3 • Disponha uma camada de cebola, uma de batatas assadas, uma de bacalhau e outra de batatas, e assim por mais duas ou três vezes. Termine com uma camada de cebolas assadas. Tempere cada camada com sal e pimenta.

4 • No recipiente onde assou as batatas e as cebolas, despeje um pouco de vinagre de cidra. Incorpore algumas "nozes" de manteiga e agite energicamente de modo a formar um vinagrete. Regue o preparo com este molho e sirva.



Retoques

Para obter uma refeição mais refinada, coloque no centro de cada prato um raminho de cebolinha e folhas de alcachofra. Para acompanhamento, sirva também uma salada verde.



Lasanha Verde de Bacalhau e Camarão

Tempo de preparação: 1 h 20 min

Ingredientes para 4 a 6 porções

350 g de bacalhau cortado em filés

3 xícaras de chá de leite desnatado

4 colheres de sopa de margarina light

4 colheres de sopa de farinha de trigo

100 g de camarão fresco

2 colheres de sopa de salsa picada

1 lata de 200 g de milho verde escorrido

2 colheres de chá de suco de limão

sal e pimenta-do-reino moída na hora

cerca de 8 tiras de lasanha verde (massa seca)

1 xícara de chá de queijo prato light ralado

Modo de fazer

1 Coloque o bacalhau e o leite numa panela, tampe e cozinhe em fogo mínimo por 10 a 15 min. Escorra o leite onde o bacalhau foi cozido e reserve. Esfarele o bacalhau com um garfo, retirando a pele e as espinhas.

2 Coloque a margarina numa panela e derreta em fogo mínimo. Junte a farinha de trigo e cozinhe por 1 min. Despeje aos poucos o leite reservado e espere levantar fervura, mexendo sem parar até obter um molho encorpado. Retire a panela do fogo e junte o bacalhau, o camarão, a salsa, o milho verde e o suco de limão. Tempere com sal e pimenta-do-reino.

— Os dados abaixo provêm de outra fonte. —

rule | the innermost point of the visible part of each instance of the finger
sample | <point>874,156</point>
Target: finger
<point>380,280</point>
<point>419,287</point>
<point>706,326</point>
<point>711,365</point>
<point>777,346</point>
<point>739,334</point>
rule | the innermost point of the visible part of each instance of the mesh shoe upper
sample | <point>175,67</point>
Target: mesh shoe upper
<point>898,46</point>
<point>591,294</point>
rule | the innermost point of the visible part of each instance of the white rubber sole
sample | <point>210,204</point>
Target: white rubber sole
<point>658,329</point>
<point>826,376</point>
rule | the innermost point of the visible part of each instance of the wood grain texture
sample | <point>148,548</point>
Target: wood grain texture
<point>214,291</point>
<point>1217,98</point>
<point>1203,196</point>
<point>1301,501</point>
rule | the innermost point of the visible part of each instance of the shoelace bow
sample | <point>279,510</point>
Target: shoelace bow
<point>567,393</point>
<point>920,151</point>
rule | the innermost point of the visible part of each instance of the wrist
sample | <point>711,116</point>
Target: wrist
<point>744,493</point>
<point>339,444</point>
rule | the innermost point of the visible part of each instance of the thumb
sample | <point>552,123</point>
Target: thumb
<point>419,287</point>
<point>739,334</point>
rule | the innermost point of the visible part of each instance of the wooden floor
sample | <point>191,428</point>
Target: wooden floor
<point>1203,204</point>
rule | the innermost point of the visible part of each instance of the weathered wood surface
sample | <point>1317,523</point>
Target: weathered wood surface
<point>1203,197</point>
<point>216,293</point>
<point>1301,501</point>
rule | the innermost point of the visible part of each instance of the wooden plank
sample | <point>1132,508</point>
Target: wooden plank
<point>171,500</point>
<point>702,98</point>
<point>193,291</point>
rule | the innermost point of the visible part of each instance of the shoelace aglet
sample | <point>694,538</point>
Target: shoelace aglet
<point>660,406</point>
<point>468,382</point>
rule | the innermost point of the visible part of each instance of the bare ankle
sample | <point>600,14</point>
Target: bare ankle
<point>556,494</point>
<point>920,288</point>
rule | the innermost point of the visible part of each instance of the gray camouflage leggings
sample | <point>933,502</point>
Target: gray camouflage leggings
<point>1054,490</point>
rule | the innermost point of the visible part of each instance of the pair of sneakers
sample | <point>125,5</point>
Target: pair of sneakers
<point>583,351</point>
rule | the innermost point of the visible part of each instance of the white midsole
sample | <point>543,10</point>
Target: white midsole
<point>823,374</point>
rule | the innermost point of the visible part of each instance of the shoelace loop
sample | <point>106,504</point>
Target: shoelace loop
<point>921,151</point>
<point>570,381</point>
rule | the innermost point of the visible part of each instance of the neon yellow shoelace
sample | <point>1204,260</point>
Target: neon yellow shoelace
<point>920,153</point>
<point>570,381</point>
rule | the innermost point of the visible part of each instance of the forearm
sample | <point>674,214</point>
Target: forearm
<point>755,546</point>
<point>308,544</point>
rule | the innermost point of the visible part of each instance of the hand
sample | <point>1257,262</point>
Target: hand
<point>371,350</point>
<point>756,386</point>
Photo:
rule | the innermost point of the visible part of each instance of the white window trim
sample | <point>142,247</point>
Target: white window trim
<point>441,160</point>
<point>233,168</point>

3 Coloque metade da lasanha no fundo de uma fôrma refratária quadrada de 23 cm. Espalhe metade da mistura do peixe por cima. Repita a operação, terminando com uma camada de molho.

4 Polvilhe por cima o queijo ralado e leve ao forno preaquecido à temperatura de 180°C por 25 a 30 min, ou até que esteja dourada.

Sugestão

Sirva acompanhada de Salada de tomate com cebola roxa e cebolinha verde.

Observação

Peixe pobre em gordura, o bacalhau é uma boa alternativa para a tradicional lasanha com molho de carne.